Allister was a queer duck, I thought, but he had his points. Not everyone would leave a total stranger alone in his house at night. And he had gone much further than that—gone out of his way to provide me with the one thing I needed to go on living in the same town with Kerch. He hated Kerch as sincerely as I did, and though he didn’t seem to have much physical courage, he had moral daring. In spite of his position, he had the daring to step outside the law for a purpose that seemed good to him. He wasn’t my type at all, but I felt respect and affection for him, as if he were at the same time both my older and my younger brother. The idealism that made him seem unrealistic and a little silly was the thing in him that I knew I could depend on, because he was a man ruled by general ideas. In a way he reminded me of Kaufman, the radical who sat in the back of his secondhand shop like an old spider, too disinterested to catch flies.
My mind skipped from Kaufman to his granddaughter Carla. Where would she be in five years? What would she be doing? How did she feel about me? Would I ever see her again? Probably, because I certainly seemed to be getting around. It didn’t occur to me that I could ever die.
The
night had passed its three o’clock crisis, and the patch of earth where the city stood was turning now not away from evening but towards morning. An hour before, I had felt almost finished, beaten down and about ready to quit. Since then a tide had turned in my blood. My head was light and sore, but I felt ready to fight the city again. I waited for Allister impatiently. I wanted to be on my way.
I lit a cigarette, the first I had remembered to smoke all night. But the smoke I drew into my lungs had a predawn bitterness. I crushed it out in the bottom of a steel wastebasket. There were no ashtrays in the room.
Then I heard hurrying footsteps coming up the walk to the porch, and the front door opening. I opened the door of the den, and Allister trotted in, wearing a gray pin-stripe suit and a fedora. He closed the door behind him with a conspiratorial gesture that made me smile to myself.
“Did you get it?”
He brought his hand out of the pocket of his outer coat, holding a heavy automatic by the muzzle. “I hope you know how to work an automatic, because I don’t. Be careful how you handle it. It’s loaded.”

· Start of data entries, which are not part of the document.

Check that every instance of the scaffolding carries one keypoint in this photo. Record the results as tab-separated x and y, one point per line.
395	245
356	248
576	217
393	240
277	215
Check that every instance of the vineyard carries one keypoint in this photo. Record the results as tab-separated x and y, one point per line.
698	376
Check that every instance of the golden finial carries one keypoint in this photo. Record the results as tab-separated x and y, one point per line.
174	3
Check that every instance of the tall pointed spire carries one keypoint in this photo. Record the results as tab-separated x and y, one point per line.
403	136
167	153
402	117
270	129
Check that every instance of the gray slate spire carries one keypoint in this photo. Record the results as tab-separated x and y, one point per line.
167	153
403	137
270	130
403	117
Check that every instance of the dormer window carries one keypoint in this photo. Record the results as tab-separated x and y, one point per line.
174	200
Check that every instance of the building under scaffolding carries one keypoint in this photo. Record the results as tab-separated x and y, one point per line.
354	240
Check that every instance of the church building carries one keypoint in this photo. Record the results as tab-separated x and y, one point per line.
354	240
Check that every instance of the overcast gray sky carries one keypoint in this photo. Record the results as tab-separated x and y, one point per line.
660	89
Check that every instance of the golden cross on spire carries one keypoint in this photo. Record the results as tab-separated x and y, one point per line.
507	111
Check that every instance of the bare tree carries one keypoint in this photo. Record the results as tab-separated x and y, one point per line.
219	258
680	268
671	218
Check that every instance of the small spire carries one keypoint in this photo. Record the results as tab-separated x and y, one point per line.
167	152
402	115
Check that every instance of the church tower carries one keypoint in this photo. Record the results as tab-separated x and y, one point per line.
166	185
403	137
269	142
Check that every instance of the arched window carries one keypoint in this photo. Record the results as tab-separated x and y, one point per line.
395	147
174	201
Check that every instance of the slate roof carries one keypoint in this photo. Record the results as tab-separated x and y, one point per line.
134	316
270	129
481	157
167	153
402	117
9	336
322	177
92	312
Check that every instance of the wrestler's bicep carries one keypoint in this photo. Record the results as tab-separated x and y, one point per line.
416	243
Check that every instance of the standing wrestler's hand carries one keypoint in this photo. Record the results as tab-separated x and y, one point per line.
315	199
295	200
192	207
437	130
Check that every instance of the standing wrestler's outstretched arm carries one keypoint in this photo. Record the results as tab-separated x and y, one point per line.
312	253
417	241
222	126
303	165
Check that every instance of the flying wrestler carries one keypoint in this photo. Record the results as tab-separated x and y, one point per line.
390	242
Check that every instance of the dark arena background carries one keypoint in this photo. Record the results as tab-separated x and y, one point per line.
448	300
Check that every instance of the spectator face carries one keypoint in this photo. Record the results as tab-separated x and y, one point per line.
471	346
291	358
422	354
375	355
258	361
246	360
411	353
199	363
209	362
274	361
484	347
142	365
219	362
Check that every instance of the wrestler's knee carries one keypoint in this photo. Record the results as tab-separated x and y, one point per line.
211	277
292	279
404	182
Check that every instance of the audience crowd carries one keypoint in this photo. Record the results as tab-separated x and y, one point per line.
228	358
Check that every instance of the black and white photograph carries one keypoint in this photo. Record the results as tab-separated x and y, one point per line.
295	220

I took it from him and saw that it was a Colt .45. I slid out the clip and ran my fingers over the copperheaded bullets nestling together like peas in a pod. I dropped it in my pocket, where it made a reassuring weight.
“I can use it. Have you got any extra shells?”
He handed me a small cardboard box which dragged down my other pocket. There was a confused gleam in his eyes, as if he was frightening himself but was pleased and surprised by his own temerity.
“And I need some money. My pockets were cleaned out.”
He took out an alligator billfold and counted out five tens. “If you need more, you can come to me,” he said. “But if you get into trouble, it wouldn’t do to bring me into it. It wouldn’t help you, and it would do me a terrible lot of harm. You understand that, don’t you?”
“I told you you could count on me. I’ll send back your money when I can.”
“Forget about it. I don’t need it. But you won’t send the gun back, will you?”